Cuando llegó a la calle Oxford, se le ocurrió que no había pensado ni una sola vez en David en los últimos seis meses. Era curiosa la gran distancia que podía haber entre e! pasado y el presente.
¿Cuál es tu historia? —se preguntó a sí misma en voz alta—. No tengo historia -se contestó.
Observó la rápida mirada que le dirigió otro comprador y procuró poner una expresión de inocencia. Decididamente tenía que dejar de hablarse a sí misma. En los últimos meses la costumbre había aumentado. Pasaba mucho tiempo sola en la casa, salía raras veces, porque se negaba a acompañar a Pedro a los muchos actos sociales a los que asistía y aunque al principio él trató de persuadirla, dejó de hacerlo poco a poco. Ahora, él seguía su camino y dejaba que ella siguiera el suyo. De pronto se estremeció al pensar en ello porque se dio cuenta de que su matrimonio se estaba deshaciendo. Centró sus pensamientos en el tema de la ropa y comenzó a mirar los escaparates maquinalmente.
Como una criatura subió y bajó por las escaleras eléctricas de los grandes almacenes de Londres y encontró estimulante el ruido y el ajetreo. Llevaba ya varias bolsas que contenían vestidos y tenía que hacer malabarismos para no tirarlas, pero al llegar al piso superior se tropezó con alguien y todo se le cayo.
— ¡Oh, cuidado! —dijo la otra mujer y su voz hizo dar un salto a Paula.
Se reconocieron simultáneamente con alegría.
— ¡Paula!
-¡Florencia!
Por un momento se quedaron allí, riéndose, pero luego, Florencia dejó de hacerlo y se quedó mirando fijamente a Paula y un gesto de disgusto se dibujó en su rostro.
— ¡Dios mío! ¿Qué te ha pasado? Si estos son los efectos que el matrimonio produce en una chica, doy gracias a Dios de estar soltera.
Por un momento Paula trató de mirarse en los ojos de Florencia.
—Ya lo sé —dijo estremeciéndose—. Tengo mal aspecto.
—Te quedas corta, querida.
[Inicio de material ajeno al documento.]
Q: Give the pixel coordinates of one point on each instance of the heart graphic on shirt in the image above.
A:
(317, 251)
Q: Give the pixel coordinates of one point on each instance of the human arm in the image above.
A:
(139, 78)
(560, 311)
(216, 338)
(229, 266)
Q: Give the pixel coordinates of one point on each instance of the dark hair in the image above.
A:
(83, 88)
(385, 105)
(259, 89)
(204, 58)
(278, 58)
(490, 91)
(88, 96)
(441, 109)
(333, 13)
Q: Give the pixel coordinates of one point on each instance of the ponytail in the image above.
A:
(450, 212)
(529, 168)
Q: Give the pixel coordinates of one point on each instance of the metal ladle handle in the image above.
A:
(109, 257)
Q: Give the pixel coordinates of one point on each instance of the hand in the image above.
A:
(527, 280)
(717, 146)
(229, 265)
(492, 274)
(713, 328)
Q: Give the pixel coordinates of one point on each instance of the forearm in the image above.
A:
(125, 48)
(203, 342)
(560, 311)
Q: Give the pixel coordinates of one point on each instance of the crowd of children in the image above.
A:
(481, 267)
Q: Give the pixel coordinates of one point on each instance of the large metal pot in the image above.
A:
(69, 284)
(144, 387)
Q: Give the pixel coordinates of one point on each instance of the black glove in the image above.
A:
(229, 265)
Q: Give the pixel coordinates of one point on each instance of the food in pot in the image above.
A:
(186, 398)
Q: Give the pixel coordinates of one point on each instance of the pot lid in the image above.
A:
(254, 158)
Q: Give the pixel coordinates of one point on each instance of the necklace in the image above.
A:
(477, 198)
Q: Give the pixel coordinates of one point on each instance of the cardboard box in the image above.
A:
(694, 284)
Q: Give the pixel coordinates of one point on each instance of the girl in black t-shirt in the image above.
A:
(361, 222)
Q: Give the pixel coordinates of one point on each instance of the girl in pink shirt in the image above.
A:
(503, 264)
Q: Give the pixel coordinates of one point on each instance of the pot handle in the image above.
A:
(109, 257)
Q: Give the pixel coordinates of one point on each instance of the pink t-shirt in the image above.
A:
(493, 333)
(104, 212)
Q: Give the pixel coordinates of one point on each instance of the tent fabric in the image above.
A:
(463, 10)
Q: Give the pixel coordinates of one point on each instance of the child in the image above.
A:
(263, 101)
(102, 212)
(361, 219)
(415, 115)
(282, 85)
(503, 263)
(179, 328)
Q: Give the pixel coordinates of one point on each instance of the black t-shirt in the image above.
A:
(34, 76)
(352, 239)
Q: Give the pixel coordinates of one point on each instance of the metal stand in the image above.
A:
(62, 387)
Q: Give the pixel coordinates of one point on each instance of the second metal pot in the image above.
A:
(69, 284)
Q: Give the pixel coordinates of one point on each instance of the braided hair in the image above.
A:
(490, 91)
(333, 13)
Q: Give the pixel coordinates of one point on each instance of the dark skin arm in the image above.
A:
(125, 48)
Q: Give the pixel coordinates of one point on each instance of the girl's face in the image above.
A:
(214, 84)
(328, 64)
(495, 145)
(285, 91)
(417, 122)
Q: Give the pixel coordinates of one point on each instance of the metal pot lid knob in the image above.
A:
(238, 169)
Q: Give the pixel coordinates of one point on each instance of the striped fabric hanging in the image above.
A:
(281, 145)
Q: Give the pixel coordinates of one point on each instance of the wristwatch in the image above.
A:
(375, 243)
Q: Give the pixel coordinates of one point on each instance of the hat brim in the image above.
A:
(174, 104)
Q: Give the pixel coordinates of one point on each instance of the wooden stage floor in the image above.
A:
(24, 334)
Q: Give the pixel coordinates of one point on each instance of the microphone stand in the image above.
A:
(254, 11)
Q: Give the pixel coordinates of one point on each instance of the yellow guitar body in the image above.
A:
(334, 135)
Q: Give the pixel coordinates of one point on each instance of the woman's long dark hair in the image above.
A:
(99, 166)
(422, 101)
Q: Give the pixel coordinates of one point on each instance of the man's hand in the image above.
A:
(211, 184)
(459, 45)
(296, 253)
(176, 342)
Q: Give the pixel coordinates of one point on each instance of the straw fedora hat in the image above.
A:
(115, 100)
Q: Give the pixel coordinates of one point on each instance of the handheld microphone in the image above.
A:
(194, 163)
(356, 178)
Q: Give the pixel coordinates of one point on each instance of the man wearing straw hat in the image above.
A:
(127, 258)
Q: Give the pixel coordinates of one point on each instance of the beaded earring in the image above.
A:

Estás demacrada y triste y muy enferma —le pasó una mano por el brazo--. Ven y cuéntame todo mientras tomamos algo.
Paula se encontró de pronto riendo de nuevo. Pensó que ése era el tipo de lenguaje que Pedro detestaba y que hizo a Florencia persona no grata en su hogar.
Hacía dos años que Pedro le había prohibido ver a su amiga y sólo en ese momento se dió cuenta de cuanto la había extrañado.